Two days later I woke up with an itch that would take an eagle’s talon to sate. It drove me nuts. This wasn’t just Thrush, a Thrush whistles sweetly, this thing was screeching like a starving seagull, swooping down to grab someone’s seaside sarnie.

I still shudder at the thought of it.

The cheeky cow even asked for her knickers back when I saw her a few days later. I just smiled and nodded because she was with that tart, Olivia at the time.

Olivia looked sad, stuck her bottom lip out and said, ‘Aw, Stacey, do let her keep them, she loves them so much, did you see her little face light up when you gave them to her?’

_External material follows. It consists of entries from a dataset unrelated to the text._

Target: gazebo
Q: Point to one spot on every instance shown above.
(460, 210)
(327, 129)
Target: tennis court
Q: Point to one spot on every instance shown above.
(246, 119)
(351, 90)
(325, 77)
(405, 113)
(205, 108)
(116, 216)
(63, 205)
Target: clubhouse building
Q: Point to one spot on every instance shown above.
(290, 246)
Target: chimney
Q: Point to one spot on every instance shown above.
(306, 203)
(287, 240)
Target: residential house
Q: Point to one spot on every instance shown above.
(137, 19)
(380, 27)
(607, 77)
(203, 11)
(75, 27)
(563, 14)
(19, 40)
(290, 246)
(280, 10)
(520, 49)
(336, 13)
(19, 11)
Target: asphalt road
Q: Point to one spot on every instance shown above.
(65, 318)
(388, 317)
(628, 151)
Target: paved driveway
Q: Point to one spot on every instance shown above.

I was livid. It was one of those moments when I needed a wisecrack about the new, drug resistant Syphilis that was infecting the world or asking her if the boffins had signed her up for testing the Incredible, Vagina-shrinking cream that was about to revolutionise post-natal care for new mothers, (Olivia’s fanny is legendary in size and she’d make a great guinea pig,) but I couldn’t think of a single insult worthy of the name, so I just ducked my head, looked at my, fake, leather look, Shoo Shoes, and slunk off home.

Right, I’d better dig out the 1960’s mini dress and get ready. It’s one of those black and white, harlequin patterned ones. I’m going to wear my knee-length, white leather boots with it.

Do you know what? I WILL look just like Nancy!

Are you ready boots…?

I’ll drop the cream and pills off later Hun. Tracy, the Go-Go- Girl.